Artifact-Driven Development: Making It Possible to Query Large Analytics and AI Projects

Jun 22, 2026
No comments yet
Original Content
1766 Views

1 month ago
Artifact-Driven Development: Making It Possible to Query Large Analytics and AI Projects

By: David Katz

A practical introduction to making complex project structure explicit for humans and AI, with examples from predictive analytics and enterprise ML.

Large analytics and AI projects contain more than source code. Predictive analytics and enterprise ML projects make this especially visible: they contain intermediate datasets, derived tables, feature definitions, model inputs, evaluation results, decisions, workflow state, dependencies, business rules, and operational constraints. Much of this structure is often left implicit: buried in notebooks, scripts, SQL, conventions, chat history, or in one person’s head.

Artifact-driven development is a simple response: treat important intermediate products as explicit artifacts.

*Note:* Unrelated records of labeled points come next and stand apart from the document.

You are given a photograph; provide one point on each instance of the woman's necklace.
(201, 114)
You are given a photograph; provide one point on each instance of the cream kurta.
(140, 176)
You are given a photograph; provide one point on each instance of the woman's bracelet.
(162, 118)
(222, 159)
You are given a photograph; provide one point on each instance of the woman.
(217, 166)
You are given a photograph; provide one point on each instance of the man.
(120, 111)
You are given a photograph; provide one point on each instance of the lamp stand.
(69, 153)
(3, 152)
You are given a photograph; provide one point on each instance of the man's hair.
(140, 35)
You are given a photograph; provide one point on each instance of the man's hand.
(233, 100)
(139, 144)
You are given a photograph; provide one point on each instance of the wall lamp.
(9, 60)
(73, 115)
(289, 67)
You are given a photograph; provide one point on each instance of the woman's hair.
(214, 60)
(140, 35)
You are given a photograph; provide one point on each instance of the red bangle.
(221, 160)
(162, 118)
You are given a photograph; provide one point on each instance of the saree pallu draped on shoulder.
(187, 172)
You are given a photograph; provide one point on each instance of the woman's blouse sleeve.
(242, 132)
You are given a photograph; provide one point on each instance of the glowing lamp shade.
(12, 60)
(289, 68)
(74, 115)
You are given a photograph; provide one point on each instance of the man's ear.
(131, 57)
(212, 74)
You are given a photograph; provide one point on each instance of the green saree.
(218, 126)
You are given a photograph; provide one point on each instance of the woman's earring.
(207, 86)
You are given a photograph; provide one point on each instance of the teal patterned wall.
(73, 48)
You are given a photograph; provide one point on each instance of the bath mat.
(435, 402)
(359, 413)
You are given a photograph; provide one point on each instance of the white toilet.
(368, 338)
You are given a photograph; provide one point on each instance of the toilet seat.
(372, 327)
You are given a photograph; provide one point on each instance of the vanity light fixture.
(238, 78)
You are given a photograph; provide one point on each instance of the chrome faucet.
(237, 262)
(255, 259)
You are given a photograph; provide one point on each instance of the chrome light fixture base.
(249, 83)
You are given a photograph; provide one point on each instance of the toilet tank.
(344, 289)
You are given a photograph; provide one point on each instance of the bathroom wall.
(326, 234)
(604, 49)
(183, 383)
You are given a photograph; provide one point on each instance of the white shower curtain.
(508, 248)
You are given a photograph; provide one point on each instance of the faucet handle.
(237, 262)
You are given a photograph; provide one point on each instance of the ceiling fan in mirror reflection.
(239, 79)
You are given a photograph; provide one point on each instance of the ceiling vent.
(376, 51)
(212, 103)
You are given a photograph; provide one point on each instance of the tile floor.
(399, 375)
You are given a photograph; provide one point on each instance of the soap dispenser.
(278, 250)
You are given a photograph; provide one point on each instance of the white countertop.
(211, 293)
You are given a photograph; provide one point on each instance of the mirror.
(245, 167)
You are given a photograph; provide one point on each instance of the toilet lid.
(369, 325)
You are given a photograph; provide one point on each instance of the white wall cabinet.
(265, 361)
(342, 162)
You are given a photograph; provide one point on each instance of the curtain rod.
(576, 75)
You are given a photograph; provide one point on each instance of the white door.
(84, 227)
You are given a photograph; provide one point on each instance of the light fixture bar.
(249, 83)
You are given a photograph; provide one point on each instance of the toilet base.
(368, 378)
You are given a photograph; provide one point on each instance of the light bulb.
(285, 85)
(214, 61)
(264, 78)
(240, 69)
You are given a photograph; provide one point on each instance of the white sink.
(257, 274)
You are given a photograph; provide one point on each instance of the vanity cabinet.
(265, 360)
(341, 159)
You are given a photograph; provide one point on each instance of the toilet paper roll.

In this article, I focus on predictive analytics, predictive AI, and enterprise ML projects because they make the problem especially visible: teams must coordinate data, features, models, evaluation results, assumptions, deployment constraints, and business decisions. But the underlying idea is broader. Artifact-driven development can apply to any large project where important intermediate products, dependencies, decisions, and workflow state need to be made explicit, inspectable, and reusable.

LLMs and AI assistants matter because they make it more practical to query and use project structure, but the central problem is broader than generative AI: complex project work becomes hard to maintain when important intermediate products and decisions remain implicit.

An artifact might be a derived table, a semantic view, a workflow state, a dependency summary, a design decision, a task definition, or a compact record of how one output depends on others. The point is not just to save outputs. The point is to make project structure more visible, inspectable, and reusable.

Talk to your project

Artifact-driven development makes a large project structured enough to query. Instead of treating a repository as a pile of files, it represents important project elements as artifacts: documents, scripts, generated outputs, decisions, assumptions, validation records, and semantic views. The examples in this article are drawn mainly from predictive analytics and ML, but the pattern is not limited to those domains.

This makes it possible to ask project-level questions: what explains this concept, what depends on this output, what context should an AI assistant read before editing this file, and what may be stale?

The goal is not to replace documentation. The goal is to make it possible to query documentation, code, decisions, and generated outputs as part of the project structure.

Why artifact-driven development?

Artifact-driven development is motivated by two related goals:

Context selection for leaner models – instead of sending an entire repository or a large undifferentiated prompt, ADD helps identify the artifacts most relevant to a question or task.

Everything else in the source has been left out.